Nonetheless, at press time, no one at the CCA was able to explain exactly why the court has taken such an exorbitant amount of time to issue a ruling in the case. Although Springsteen's appellate attorney Mary Kay Sicola outlined a number of points on appeal, the strongest is the contention that Springsteen's conviction should be overturned because the trial court erred by admitting portions of a nontestifying co-defendant's statement to police as evidence, but without affording Springsteen the opportunity to cross-examine the evidence a move that appeared to boldly violate the Sixth Amendment's guarantee that a defendant may cross-examine witnesses. At issue, specifically, is the district court's decision to allow portions of co-defendant Michael Scott's "confession" to police into evidence; the court allowed an Austin Police detective to read redacted portions of Scott's testimony to jurors thus violating the so-called Confrontation Clause, Sicola argued.

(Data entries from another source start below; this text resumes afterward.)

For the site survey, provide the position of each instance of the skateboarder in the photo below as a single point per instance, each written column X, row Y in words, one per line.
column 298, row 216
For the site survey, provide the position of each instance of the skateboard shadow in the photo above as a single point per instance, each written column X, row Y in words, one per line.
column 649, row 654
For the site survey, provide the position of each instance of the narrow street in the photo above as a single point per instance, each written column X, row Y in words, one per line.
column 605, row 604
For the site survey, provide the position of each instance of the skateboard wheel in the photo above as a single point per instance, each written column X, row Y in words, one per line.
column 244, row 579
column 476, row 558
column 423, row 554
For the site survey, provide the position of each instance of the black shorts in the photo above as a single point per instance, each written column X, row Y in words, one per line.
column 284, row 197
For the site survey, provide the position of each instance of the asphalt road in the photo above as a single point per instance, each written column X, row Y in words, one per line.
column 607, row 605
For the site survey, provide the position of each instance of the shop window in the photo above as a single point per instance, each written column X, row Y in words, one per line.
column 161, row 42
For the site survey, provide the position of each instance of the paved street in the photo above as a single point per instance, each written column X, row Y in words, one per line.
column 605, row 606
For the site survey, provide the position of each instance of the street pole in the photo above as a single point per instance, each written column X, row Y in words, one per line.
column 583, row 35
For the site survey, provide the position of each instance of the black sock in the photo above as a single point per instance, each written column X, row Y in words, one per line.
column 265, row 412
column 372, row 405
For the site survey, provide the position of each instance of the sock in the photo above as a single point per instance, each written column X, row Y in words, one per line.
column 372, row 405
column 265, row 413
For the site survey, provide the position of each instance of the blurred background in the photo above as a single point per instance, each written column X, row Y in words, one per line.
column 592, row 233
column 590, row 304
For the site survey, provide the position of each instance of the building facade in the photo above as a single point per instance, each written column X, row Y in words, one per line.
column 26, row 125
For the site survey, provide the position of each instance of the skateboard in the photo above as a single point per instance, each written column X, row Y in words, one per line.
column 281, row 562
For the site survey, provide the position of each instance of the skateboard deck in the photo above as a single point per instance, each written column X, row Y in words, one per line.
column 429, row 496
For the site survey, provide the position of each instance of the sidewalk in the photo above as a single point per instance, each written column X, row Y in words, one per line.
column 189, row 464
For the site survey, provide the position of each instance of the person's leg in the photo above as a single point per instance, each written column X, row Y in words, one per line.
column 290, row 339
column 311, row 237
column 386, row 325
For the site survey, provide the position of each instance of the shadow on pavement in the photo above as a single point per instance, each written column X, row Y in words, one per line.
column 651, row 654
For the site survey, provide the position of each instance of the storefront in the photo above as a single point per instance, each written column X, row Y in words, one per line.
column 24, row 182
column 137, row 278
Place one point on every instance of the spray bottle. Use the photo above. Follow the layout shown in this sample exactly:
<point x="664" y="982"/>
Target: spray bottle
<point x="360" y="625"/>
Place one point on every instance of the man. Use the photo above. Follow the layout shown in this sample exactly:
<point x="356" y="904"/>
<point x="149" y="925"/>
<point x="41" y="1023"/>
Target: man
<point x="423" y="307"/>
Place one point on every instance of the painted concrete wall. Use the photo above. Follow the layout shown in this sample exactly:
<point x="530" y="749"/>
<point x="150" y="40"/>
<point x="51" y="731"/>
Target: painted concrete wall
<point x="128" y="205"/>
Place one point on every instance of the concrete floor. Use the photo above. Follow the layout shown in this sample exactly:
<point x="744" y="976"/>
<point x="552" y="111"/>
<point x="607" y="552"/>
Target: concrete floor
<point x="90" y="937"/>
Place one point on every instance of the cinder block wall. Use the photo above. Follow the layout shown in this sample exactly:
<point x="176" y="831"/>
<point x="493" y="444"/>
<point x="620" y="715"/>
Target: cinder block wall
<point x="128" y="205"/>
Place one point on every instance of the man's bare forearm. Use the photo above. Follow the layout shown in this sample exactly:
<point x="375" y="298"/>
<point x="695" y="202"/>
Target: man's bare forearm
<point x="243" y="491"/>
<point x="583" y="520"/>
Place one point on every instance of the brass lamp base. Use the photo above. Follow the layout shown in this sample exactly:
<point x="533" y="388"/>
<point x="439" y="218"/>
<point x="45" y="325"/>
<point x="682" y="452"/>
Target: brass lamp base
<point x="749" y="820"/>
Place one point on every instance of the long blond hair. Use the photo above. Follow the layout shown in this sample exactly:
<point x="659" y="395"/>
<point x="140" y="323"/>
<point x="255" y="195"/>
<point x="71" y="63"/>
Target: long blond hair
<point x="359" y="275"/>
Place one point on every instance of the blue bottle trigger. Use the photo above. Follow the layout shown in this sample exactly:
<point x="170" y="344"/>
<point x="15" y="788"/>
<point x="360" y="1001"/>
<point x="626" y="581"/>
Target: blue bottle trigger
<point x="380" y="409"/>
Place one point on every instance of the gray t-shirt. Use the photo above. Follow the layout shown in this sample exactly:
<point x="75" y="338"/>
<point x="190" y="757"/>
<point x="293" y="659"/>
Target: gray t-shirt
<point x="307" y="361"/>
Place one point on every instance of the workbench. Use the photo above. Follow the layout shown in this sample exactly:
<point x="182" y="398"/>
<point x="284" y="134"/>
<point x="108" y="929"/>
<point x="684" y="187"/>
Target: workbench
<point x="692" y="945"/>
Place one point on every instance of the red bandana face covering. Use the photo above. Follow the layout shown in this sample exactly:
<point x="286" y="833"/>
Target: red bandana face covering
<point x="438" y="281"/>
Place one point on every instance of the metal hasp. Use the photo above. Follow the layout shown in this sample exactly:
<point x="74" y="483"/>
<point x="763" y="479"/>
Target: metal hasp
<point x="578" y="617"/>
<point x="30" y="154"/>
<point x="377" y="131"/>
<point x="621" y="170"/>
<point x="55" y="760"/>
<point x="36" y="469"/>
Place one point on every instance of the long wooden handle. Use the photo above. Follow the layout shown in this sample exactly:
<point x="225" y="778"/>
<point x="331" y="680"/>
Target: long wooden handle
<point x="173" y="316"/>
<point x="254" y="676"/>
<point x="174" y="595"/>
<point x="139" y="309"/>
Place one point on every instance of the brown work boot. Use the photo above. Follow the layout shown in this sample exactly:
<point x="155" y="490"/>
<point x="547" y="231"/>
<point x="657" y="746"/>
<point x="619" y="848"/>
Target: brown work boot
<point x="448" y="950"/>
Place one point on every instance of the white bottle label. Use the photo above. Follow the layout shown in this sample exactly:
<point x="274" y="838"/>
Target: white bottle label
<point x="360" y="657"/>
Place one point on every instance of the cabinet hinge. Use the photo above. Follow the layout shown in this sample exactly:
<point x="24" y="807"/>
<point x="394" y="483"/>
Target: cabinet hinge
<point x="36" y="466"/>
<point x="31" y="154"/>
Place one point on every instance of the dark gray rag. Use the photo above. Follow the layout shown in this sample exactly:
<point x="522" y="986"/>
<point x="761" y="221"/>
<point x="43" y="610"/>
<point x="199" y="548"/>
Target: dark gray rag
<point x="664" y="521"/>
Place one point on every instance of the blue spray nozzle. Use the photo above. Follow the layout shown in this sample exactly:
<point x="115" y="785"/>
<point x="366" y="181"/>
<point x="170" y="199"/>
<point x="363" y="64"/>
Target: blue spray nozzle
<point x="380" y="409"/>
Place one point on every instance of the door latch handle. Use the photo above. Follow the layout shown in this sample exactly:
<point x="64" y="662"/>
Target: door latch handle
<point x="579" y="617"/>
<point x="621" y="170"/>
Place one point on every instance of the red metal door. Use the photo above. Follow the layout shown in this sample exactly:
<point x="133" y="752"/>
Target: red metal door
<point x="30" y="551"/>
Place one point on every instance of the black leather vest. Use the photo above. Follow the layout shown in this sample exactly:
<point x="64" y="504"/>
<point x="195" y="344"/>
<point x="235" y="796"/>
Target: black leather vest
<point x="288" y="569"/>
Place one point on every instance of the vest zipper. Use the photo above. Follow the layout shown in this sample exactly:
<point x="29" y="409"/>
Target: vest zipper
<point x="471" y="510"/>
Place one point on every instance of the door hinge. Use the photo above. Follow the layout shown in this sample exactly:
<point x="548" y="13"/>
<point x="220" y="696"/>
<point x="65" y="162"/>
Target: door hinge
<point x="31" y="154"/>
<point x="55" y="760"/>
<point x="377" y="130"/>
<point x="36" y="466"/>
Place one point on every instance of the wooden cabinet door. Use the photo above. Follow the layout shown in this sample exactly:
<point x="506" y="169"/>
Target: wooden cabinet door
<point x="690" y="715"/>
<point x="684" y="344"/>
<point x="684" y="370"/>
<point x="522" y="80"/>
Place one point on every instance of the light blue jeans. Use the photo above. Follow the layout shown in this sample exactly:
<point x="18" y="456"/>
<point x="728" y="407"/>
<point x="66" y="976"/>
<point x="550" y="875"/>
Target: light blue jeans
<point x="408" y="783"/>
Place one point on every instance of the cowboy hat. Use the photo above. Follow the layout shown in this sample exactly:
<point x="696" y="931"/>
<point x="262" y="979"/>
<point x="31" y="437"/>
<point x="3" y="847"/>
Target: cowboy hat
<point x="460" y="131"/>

Indeed, it seems that as the CCA has been ahem deliberating Springsteen's case, the U.S. Supreme Court in March 2004 settled the argument, ruling, in an unrelated case, that confrontation is the only way to satisfy the Confrontation Clause. "Where testimonial statements are at issue, the only indicium of reliability sufficient to satisfy constitutional demands is the one the Constitution actually prescribes: confrontation," opined Justice Antonin Scalia. Given the clear mandate, the CCA's apparent thumb twiddling is even more bizarre a delay that some court watchers suggest is a rather passive-aggressive, if not a downright devious way to stick it to Springsteen; knowing that a case must be overturned, some lawyers suggest, justices may sit on the opinion drafts, stalling in order to send a message. The alternative, of course, is that the justices are too befuddled or too unorganized to get the job done if that's the case, we're glad we're not in charge of compiling the bench's takeout lunch order.